金を採掘する菌!真菌が金を集めて体にまとうことを発見

金粒子を持つ真菌 サイエンスニュース

真菌が試金石となる日が来たのかも?

世界中に分布しているピンクでふわふわの真菌(カビの仲間)が、文字通りの金採掘者であり、糸のような器官に沿って集めた金の粒をまとわせていることが発見されました。さらに、金をまとった真菌は、まとっていない真菌よりもよく育つこともわかっています。発見は、「Nature Communications」で発表されています。

この金を集める真菌はフザリウム・オキシスポルムという種類のもので、本来ならば野菜などに病気をもたらす困りものです。

オーストラリアの科学者たちは、走査型電子顕微鏡を使って、オーストラリアの西部で集められたフザリウム・オキシスポルムの拡大画像を得ました。その中に、真菌の菌糸に小さな金の粒が散りばめられている様子がおさめられていたのです。真菌は地中の鉱石との化学反応を通じて金を集めていると考えられています。酸化作用によって金を溶かし、他の化学物質を使って溶けた金を菌糸の周りで固形化します。

しかし、真菌がどのようにして金を識別しているのかはわかっていません。また、金で装飾されることが菌にとって有益であることはわかっていますが、そこにどのようなメカニズムがあるのかもわかっていません。

真菌は真核生物の中では最も古い形態の生物です。最近カナダの北西部で見つかった真菌は10億年前のものでした。多くの真菌は、有機物質を分解したり再利用しており、あるものは金属とも相互作用していることが知られています。
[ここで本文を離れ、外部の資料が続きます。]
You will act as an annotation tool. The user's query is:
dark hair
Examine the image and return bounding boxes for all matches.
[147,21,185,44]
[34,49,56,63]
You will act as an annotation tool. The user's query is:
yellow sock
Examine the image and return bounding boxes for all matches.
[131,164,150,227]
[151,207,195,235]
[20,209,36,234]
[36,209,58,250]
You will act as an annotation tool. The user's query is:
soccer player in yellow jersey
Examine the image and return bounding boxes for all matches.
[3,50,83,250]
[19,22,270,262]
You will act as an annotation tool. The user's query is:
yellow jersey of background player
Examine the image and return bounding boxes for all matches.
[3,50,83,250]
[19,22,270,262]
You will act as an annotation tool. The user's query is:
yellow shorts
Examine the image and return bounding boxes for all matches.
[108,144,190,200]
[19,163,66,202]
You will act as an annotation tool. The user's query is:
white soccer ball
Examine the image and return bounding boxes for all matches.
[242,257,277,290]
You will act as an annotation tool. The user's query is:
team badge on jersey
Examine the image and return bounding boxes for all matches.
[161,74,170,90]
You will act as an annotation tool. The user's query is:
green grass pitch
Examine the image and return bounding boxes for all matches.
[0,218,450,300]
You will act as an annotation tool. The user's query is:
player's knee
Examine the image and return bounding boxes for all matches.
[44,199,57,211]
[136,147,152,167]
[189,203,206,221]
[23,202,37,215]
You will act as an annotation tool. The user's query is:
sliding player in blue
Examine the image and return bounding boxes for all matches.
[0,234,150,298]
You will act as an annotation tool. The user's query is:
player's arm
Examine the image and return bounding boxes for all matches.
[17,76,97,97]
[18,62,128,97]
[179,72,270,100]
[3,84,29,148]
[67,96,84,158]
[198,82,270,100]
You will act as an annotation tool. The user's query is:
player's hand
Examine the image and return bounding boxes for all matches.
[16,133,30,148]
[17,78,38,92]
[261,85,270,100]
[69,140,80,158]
アルミニウムや鉄、マンガン、カルシウムなどがその代表です。

金塊

Photo on Visualhunt

しかし、金は化学的な反応性が低いことで知られています。なので、この真菌が金を溶かしているのは驚きです。金は酸に解けません。ただ、硝酸と塩酸を混ぜた王水には解けます。他にも金を溶かす方法はありますが、この真菌はアミノ酸などが介在する酸化反応によって金を溶かしているようです。

今回の真菌の性質の発見によって、金が地表へと浮かび上がってくる仕組みがわかったかもしれません。また、地下にある金を見つけるための手がかりとして利用できる可能性があります。

これは、世界第2位の産出量を持つ、オーストラリアの金産業にとって福音となるかもしれません。ほかにも、蟻塚やユーカリにも金が含まれることが知られており、金の埋蔵場所を特定するヒントとしてサンプルが調べられています。

埋蔵された金を探すために、地面にドリルで穴をあけるよりも、真菌やユーカリ、蟻塚を使う方がコストもかからず環境にも優しいでしょう。

真菌の採掘者、フザリウム・オキシスポルム。うまく利用すれば一攫千金も夢じゃないかも?